Department of Computer Science, University of New Mexico, NM, USA.
IET Syst Biol. 2009 Sep;3(5):404-13. doi: 10.1049/iet-syb.2008.0161.
Cellular networks inferred from condition-specific microarray data can capture the functional rewiring of cells in response to different environmental conditions. Unfortunately, many algorithms for inferring cellular networks do not scale to whole-genome data with thousands of variables. We propose a novel approach for scalable learning of large networks: cluster and infer networks (CIN). CIN learns network structures in two steps: (a) partition variables into smaller clusters, and (b) learn networks per cluster. We optionally revisit the cluster assignment of variables with poor neighbourhoods. Results on networks with known topologies suggest that CIN has substantial speed benefits, without substantial performance loss. We applied our approach to microarray compendia of glucose-starved yeast cells. The inferred networks had significantly higher number of subgraphs representing meaningful biological dependencies than random graphs. Analysis of subgraphs identified biological processes that agreed well with existing information about yeast populations under glucose starvation, and also implicated novel pathways that were previously not known to be associated with these populations. [Includes supplementary material].

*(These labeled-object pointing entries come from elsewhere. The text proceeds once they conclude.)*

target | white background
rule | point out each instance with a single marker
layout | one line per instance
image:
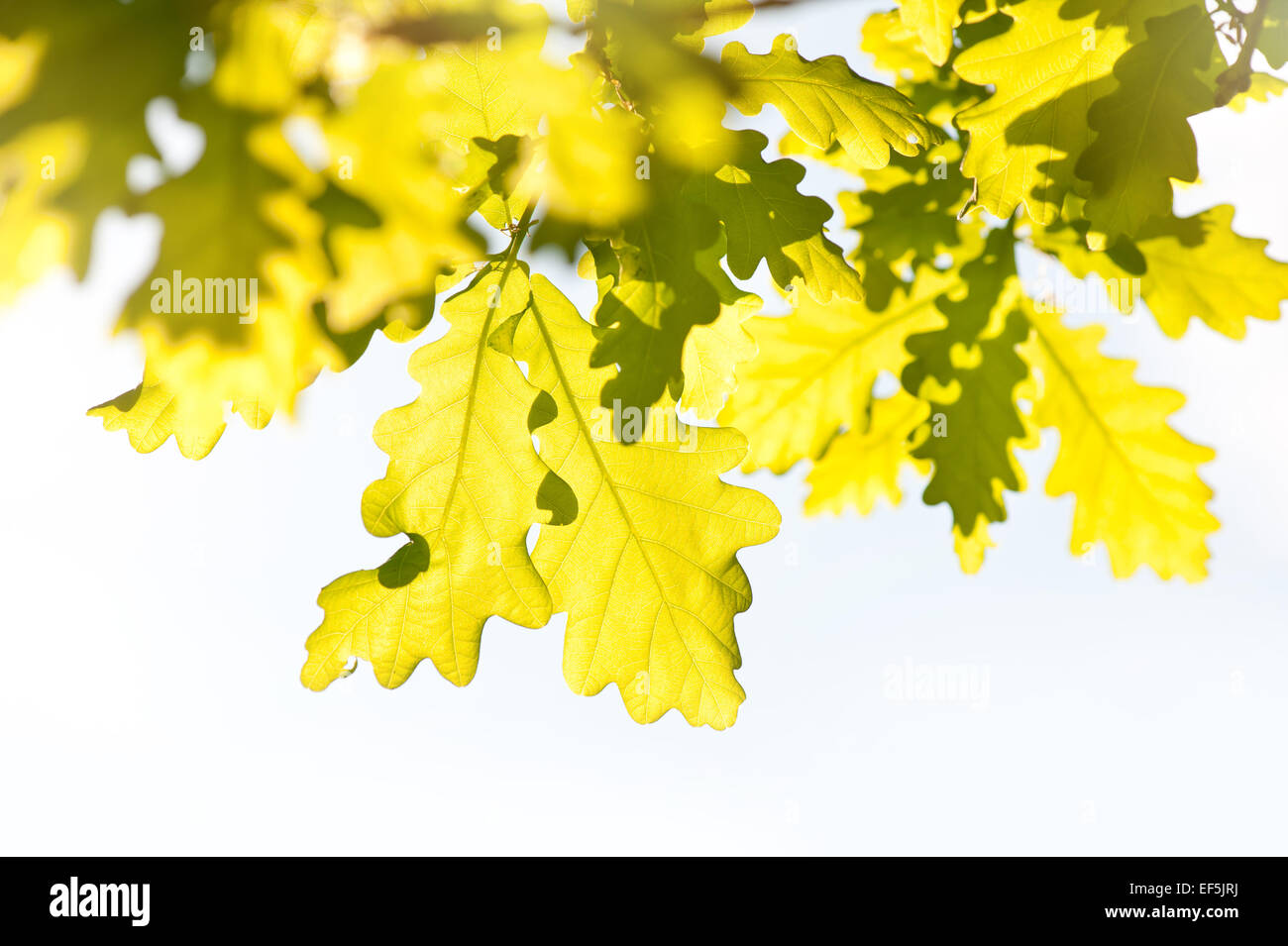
(156, 609)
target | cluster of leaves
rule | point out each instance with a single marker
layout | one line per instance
(361, 156)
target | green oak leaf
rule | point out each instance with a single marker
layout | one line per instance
(823, 100)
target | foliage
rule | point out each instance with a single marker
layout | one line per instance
(362, 155)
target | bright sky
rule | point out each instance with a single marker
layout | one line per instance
(156, 611)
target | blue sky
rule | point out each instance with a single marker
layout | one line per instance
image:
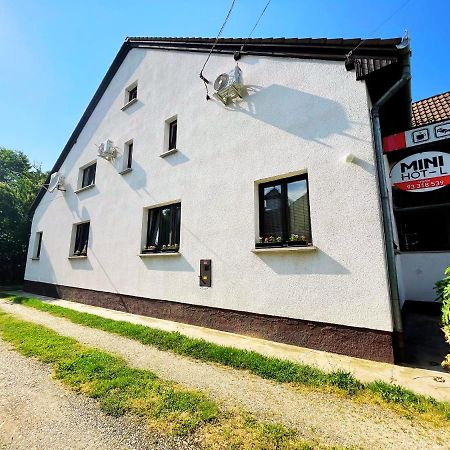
(54, 53)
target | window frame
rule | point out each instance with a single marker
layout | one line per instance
(170, 138)
(132, 93)
(84, 172)
(78, 236)
(127, 161)
(149, 246)
(285, 239)
(37, 245)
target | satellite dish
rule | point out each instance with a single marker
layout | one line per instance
(56, 182)
(221, 81)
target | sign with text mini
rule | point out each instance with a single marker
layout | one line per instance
(422, 172)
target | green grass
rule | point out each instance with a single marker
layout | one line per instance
(283, 371)
(166, 406)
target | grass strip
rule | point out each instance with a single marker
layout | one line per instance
(166, 406)
(397, 397)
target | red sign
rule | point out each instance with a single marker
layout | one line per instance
(417, 136)
(422, 172)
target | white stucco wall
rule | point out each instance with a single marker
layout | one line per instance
(300, 115)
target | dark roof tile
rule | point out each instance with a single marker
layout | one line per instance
(431, 110)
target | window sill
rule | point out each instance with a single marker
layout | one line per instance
(309, 248)
(131, 102)
(145, 255)
(169, 152)
(84, 188)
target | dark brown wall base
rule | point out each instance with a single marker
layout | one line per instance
(360, 342)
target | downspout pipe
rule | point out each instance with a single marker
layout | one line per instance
(388, 230)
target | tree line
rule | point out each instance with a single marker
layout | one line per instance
(20, 181)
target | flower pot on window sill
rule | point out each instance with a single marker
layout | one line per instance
(268, 244)
(169, 249)
(150, 249)
(283, 244)
(299, 244)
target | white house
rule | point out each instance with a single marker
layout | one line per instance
(261, 216)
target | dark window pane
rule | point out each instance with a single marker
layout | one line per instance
(163, 228)
(272, 212)
(424, 229)
(130, 155)
(299, 227)
(38, 250)
(173, 135)
(132, 94)
(177, 224)
(284, 212)
(89, 175)
(81, 239)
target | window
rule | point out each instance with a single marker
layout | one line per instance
(88, 178)
(284, 218)
(81, 239)
(130, 94)
(163, 229)
(173, 135)
(128, 155)
(37, 245)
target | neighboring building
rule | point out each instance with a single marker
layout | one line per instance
(261, 217)
(420, 170)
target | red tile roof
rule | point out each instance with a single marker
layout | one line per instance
(431, 110)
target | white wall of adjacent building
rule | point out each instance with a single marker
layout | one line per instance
(300, 115)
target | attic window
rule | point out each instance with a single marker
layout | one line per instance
(130, 95)
(170, 136)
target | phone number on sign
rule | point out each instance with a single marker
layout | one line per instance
(424, 184)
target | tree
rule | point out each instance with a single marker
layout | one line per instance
(20, 182)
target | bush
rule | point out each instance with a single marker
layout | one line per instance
(443, 294)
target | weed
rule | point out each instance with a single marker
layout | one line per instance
(266, 367)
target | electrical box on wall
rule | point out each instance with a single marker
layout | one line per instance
(205, 273)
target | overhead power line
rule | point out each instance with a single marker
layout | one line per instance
(212, 48)
(379, 26)
(256, 24)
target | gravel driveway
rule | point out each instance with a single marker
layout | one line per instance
(37, 413)
(319, 416)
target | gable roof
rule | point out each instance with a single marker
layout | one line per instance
(431, 110)
(305, 48)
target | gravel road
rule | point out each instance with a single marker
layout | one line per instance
(319, 416)
(37, 413)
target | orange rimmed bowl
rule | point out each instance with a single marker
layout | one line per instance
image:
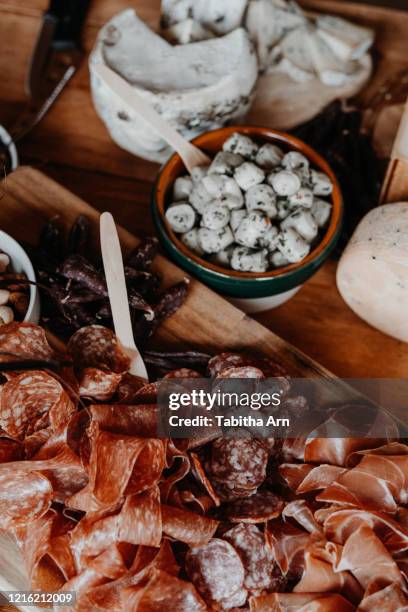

从特定条件下的微阵列数据推断出的细胞网络可以捕获细胞对不同环境条件的功能重排。不幸的是,许多用于推断细胞网络的算法无法扩展到具有数千个变量的全基因组数据。我们提出了一种用于大规模网络可扩展学习的新方法:聚类和推断网络(CIN)。CIN 通过两步学习网络结构:(a)将变量划分为更小的簇,以及(b)学习每个簇的网络。我们可以选择重新访问具有不良邻域的变量的聚类分配。在具有已知拓扑结构的网络上的结果表明,CIN 具有实质性的速度优势,而没有实质性的性能损失。我们将我们的方法应用于葡萄糖饥饿酵母细胞的微阵列汇编。推断出的网络具有明显更高数量的子图,表示有意义的生物学依赖性,而不是随机图。对子图的分析确定了与葡萄糖饥饿下酵母种群相关的生物学过程,并且还涉及到以前不知道与这些种群相关的新途径。[包括补充材料]。